Liang, Zhu, Zhu, 2018

Summary

This paper looks at tracking severely occluded objects in long video sequences.

I like this passage:

Although some recent work adopted deep neural networks
to extract contexts for object detection and tracking, these
data-driven feedforward methods have well-known problems:
i) They are black-box models that cannot be explained
and only applicable with supervised training by fitting the
typical context of the object, thus difficult to generalize
to new tasks. ii) Lacking explicit representation to handle
occlusions, low resolution, and lighting variations—there
are millions of ways to occlude an object in a given image
 (Wang et al. 2017), making it impossible to have enough
data for training and testing such black box models. In this
paper, we go beyond passive recognition by reasoning about
time-varying containment relations.

They look at containment relations induced by human activity. A containment relation occurs when an object contains or holds another object, obscuring it from view. Contained objects have the same trajectories as the container.
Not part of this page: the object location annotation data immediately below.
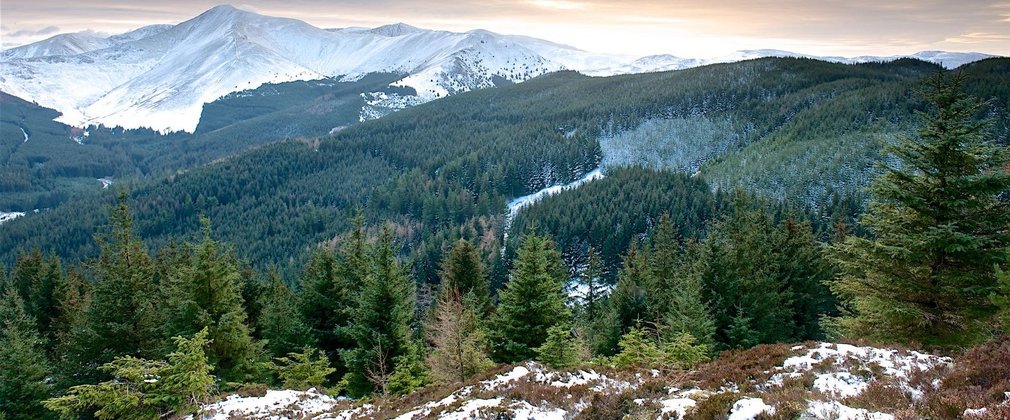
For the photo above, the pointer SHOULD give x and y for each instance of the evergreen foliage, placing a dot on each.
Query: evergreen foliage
(531, 302)
(560, 349)
(301, 371)
(458, 338)
(938, 229)
(24, 370)
(280, 322)
(142, 389)
(204, 291)
(380, 322)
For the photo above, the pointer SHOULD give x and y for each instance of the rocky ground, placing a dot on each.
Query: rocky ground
(810, 381)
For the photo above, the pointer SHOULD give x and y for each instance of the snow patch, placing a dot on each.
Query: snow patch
(837, 411)
(8, 216)
(749, 408)
(297, 404)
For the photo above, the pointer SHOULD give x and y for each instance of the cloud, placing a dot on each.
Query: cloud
(559, 4)
(34, 32)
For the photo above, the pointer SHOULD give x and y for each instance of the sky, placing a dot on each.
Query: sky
(697, 28)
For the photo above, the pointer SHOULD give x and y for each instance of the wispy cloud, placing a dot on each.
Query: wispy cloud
(34, 32)
(559, 4)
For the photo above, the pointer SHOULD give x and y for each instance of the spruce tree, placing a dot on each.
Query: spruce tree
(280, 322)
(204, 292)
(329, 285)
(122, 319)
(560, 349)
(463, 273)
(938, 229)
(591, 282)
(24, 370)
(686, 311)
(458, 338)
(381, 321)
(531, 302)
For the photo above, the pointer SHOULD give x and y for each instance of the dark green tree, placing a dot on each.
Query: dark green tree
(463, 273)
(122, 319)
(280, 322)
(530, 303)
(24, 370)
(380, 322)
(204, 292)
(938, 229)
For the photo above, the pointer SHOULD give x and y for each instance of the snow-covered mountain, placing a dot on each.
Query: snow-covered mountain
(161, 76)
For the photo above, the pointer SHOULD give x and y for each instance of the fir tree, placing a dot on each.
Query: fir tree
(143, 389)
(459, 340)
(560, 349)
(627, 305)
(122, 319)
(1001, 298)
(24, 371)
(530, 303)
(938, 229)
(591, 280)
(637, 349)
(204, 292)
(463, 272)
(381, 321)
(687, 312)
(301, 371)
(280, 322)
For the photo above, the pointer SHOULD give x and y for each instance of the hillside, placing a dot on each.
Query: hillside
(809, 381)
(160, 77)
(793, 128)
(43, 163)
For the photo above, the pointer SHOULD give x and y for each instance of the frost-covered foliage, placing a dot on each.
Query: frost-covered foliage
(682, 144)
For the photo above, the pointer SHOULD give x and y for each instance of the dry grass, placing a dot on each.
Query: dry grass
(742, 368)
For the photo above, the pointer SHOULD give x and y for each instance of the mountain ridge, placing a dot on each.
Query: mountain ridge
(161, 76)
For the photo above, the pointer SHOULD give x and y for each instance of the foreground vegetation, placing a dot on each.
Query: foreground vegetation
(140, 333)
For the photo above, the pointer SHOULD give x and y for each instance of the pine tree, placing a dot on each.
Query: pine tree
(637, 349)
(1001, 298)
(24, 371)
(204, 293)
(459, 340)
(627, 306)
(186, 380)
(687, 312)
(938, 229)
(592, 283)
(304, 370)
(280, 322)
(560, 350)
(381, 321)
(37, 280)
(329, 286)
(463, 271)
(530, 303)
(143, 389)
(122, 319)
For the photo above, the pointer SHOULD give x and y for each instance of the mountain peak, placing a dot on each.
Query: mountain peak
(395, 29)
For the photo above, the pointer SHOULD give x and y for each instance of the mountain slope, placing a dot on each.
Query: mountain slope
(160, 76)
(457, 162)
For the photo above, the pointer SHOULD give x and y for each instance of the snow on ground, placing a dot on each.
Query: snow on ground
(6, 217)
(839, 371)
(841, 383)
(749, 408)
(294, 404)
(837, 411)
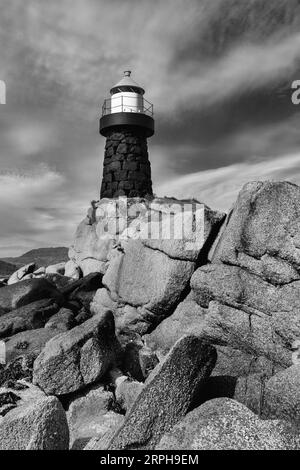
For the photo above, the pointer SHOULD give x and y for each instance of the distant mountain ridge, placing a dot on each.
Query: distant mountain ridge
(40, 256)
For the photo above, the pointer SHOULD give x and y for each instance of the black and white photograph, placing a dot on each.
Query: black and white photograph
(149, 229)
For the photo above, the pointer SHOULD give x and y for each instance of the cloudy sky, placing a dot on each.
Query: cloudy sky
(219, 73)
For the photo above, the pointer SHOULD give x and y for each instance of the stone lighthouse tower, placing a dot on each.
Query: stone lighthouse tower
(126, 122)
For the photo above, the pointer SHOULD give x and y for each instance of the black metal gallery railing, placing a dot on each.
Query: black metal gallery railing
(121, 104)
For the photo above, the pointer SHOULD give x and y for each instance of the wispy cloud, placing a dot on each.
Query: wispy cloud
(219, 188)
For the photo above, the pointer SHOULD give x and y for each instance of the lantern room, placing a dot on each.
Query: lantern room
(127, 106)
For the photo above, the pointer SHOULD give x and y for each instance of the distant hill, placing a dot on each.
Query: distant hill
(40, 256)
(6, 269)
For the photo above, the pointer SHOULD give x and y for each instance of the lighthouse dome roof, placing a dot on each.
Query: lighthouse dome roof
(127, 84)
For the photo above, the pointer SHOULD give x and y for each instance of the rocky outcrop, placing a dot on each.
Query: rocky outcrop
(282, 396)
(248, 297)
(110, 422)
(63, 320)
(251, 289)
(29, 317)
(146, 276)
(21, 273)
(85, 414)
(26, 292)
(36, 425)
(224, 424)
(168, 394)
(79, 357)
(28, 344)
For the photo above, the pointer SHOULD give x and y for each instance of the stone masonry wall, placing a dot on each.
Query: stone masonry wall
(127, 170)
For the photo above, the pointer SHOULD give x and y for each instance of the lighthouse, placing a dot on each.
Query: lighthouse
(126, 122)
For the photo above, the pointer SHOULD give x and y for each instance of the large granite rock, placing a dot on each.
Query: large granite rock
(110, 422)
(28, 344)
(26, 292)
(18, 275)
(224, 424)
(63, 320)
(152, 246)
(29, 317)
(78, 357)
(250, 292)
(37, 425)
(85, 414)
(281, 397)
(187, 319)
(168, 394)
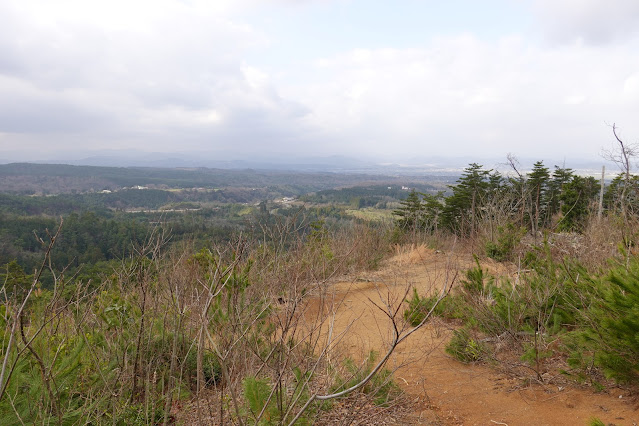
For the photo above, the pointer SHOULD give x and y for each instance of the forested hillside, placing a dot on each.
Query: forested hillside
(122, 305)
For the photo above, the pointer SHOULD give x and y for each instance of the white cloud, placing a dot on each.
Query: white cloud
(588, 21)
(464, 96)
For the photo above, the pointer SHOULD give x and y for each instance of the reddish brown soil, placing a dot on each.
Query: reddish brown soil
(449, 392)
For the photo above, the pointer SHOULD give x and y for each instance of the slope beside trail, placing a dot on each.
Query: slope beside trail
(449, 392)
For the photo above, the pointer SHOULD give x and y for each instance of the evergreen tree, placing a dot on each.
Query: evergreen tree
(409, 215)
(538, 185)
(560, 177)
(462, 207)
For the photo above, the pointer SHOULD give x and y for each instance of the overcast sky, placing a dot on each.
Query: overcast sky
(362, 78)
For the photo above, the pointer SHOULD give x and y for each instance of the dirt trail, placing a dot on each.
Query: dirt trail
(449, 392)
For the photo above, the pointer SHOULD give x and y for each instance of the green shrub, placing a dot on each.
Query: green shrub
(450, 307)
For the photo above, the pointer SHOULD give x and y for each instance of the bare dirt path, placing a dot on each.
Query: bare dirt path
(449, 392)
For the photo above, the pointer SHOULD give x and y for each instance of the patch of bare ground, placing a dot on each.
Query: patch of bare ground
(444, 391)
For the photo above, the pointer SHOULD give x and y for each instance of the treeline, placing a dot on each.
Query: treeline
(559, 200)
(380, 196)
(51, 179)
(94, 237)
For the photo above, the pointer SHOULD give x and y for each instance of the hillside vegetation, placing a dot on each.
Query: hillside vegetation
(113, 316)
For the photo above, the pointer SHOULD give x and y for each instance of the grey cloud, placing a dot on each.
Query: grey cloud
(153, 88)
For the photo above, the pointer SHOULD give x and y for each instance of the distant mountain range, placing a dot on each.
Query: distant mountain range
(335, 164)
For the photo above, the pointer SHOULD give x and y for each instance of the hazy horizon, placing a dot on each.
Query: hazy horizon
(281, 79)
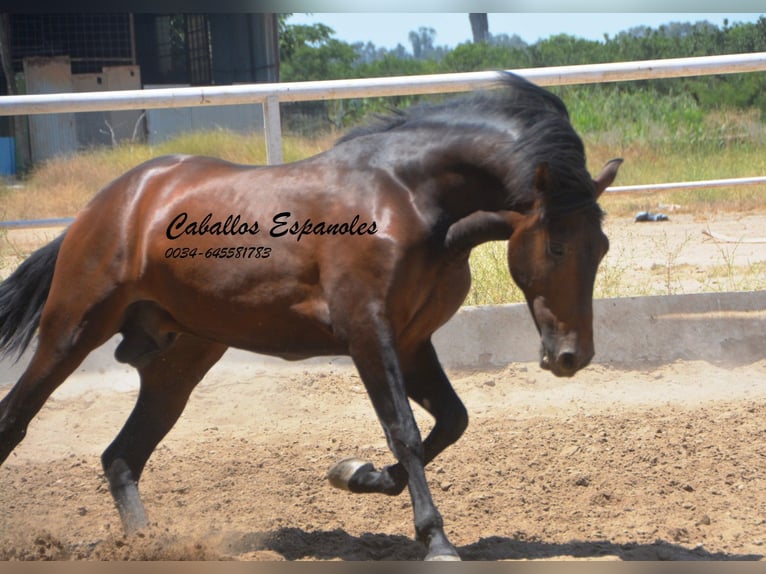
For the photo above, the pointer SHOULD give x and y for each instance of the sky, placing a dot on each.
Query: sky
(386, 30)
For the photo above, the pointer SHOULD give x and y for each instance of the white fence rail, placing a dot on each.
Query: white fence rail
(271, 95)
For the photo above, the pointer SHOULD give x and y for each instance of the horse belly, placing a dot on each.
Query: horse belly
(260, 305)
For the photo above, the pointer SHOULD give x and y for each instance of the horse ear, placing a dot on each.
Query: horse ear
(543, 179)
(480, 227)
(607, 176)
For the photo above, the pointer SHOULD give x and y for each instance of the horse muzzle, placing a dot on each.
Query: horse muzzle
(562, 353)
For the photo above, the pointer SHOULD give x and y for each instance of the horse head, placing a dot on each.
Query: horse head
(553, 257)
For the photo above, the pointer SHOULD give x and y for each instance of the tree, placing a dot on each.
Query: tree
(479, 27)
(422, 42)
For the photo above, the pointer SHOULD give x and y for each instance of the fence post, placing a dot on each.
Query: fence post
(272, 124)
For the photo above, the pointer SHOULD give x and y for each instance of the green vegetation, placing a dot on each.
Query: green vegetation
(312, 53)
(666, 130)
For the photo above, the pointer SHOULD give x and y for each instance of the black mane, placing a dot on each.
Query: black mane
(533, 122)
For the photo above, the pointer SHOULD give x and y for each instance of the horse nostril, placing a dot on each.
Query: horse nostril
(567, 362)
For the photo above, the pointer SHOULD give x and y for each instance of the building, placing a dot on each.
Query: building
(80, 52)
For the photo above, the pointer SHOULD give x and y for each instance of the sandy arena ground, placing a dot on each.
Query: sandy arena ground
(623, 462)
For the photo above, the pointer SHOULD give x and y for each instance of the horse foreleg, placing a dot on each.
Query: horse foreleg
(374, 353)
(428, 385)
(166, 383)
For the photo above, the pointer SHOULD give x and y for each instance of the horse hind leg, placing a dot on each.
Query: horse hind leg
(428, 385)
(168, 377)
(147, 330)
(69, 330)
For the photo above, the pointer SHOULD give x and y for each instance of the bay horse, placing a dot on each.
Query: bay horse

They use an idea that I have thought about as well and think is powerful; rather than only relying on detections for next state hypotheses, they suggest alternative hypotheses based on occlusion reasoning. The other hypotheses come from containment relations and blocked relations; if an object is contained, it inherits the track state of its container. If an object is blocked, its track state is considered stationary (not always true!).

This tracking scenario is unique because they only consider human action as the source of state change (i.e., this approach doesn’t apply to general ped or vehicle tracking).

They use state-of-the-art detection and activity recognition to carry out object tracking. They use the network flow approach for occlusion-aware data association in a sliding window. I think their algorithm has to decide between containment and blocked occlusion events via the activity recognition.

They note that their approach is limited by how good object detection is. I think an important direction to consider is when external forces other than people can act on the object. This requires a lot more complex modeling of what an occluded object might be doing. Also, we need better object detection!

In Zhang, Li, and Nevatia 2008, they use an Explicit Occlusion Model (EOM) in the network flow data association model. Good potential baseline.